Finance is no different. There are no "safe" investments, only varying levels of risk and reward. Mitigating the risk of a single bank failure locking up your $2MM raise is a couple hours of work. Only you can say whether mitigating that risk is worth the effort.

1 comments

Putting money in a bank is risk management.
Respectfully, it's not. Choosing a bank is an aspect of risk management, the act of throwing all your money into whatever thing that calls itself a bank and is most convenient is not risk management, it's risky behavior.

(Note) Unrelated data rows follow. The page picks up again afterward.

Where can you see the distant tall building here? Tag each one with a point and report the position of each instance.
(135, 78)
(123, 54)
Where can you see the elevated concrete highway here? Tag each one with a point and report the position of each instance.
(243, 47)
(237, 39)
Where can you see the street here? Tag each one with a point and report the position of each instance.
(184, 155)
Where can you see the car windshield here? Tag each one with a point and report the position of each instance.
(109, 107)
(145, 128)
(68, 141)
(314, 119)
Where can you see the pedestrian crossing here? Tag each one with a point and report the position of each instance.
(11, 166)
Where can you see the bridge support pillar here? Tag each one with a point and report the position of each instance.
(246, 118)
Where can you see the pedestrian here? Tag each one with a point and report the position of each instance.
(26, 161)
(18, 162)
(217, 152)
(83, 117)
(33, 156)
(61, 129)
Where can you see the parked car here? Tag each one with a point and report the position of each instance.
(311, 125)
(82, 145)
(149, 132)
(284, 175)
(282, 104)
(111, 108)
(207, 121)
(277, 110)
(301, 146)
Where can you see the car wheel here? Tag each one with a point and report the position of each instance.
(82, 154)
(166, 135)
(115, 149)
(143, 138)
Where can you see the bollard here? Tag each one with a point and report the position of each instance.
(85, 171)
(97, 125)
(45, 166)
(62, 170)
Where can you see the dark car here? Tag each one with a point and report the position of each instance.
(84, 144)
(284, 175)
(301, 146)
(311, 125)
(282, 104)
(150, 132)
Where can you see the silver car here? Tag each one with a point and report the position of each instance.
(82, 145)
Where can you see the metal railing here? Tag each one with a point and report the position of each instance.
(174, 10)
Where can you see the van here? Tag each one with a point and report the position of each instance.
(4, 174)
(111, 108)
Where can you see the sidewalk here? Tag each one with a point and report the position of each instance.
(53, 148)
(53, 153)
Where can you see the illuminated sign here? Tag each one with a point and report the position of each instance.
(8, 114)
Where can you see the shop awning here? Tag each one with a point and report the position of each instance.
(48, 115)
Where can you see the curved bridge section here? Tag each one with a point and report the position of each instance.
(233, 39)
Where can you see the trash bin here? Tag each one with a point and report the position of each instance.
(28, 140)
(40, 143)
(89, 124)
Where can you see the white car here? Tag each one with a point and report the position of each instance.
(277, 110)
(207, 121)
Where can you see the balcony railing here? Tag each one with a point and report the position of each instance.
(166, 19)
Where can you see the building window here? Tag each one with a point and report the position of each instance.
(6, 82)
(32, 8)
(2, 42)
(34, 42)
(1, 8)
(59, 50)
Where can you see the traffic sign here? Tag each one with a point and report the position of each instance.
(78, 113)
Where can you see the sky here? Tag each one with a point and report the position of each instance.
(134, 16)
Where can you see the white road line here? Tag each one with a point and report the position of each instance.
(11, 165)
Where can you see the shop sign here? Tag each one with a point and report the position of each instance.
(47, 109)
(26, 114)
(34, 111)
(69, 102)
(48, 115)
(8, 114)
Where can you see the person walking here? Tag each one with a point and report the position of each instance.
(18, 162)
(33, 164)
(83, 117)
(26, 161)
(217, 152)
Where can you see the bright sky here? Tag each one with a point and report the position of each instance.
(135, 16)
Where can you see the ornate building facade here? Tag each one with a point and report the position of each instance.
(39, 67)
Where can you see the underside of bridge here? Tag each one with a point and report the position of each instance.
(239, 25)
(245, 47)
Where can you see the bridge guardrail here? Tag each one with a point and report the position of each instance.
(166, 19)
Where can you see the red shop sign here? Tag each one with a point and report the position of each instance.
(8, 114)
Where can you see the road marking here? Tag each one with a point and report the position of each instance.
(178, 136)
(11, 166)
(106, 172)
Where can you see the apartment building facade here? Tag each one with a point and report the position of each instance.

Risk management would be asking the question "should I be putting all my eggs in a basket that seems very tied to the tech economy / northern California real estate market / low interest rates?". Diversification would be trying to get the money you use to pay your tech workers invested in something as far away from tech as possible.

Putting money in a bank is a form of risk management. A startup can choose to:

* Buy expensive office equipment or put it in a bank

* Go on a hiring spree or put it in a bank

* Acquire another company or put it in a bank

* Put money in crypto or put it in a bank

Shopping for a bank might mitigate a bit more of your risk. Putting it inside of a bank is low risk compared to the many things you can do with money.

Hundreds of thousands of businesses store more than $250k in a bank and for most of them, the largest risk to their business is not their bank.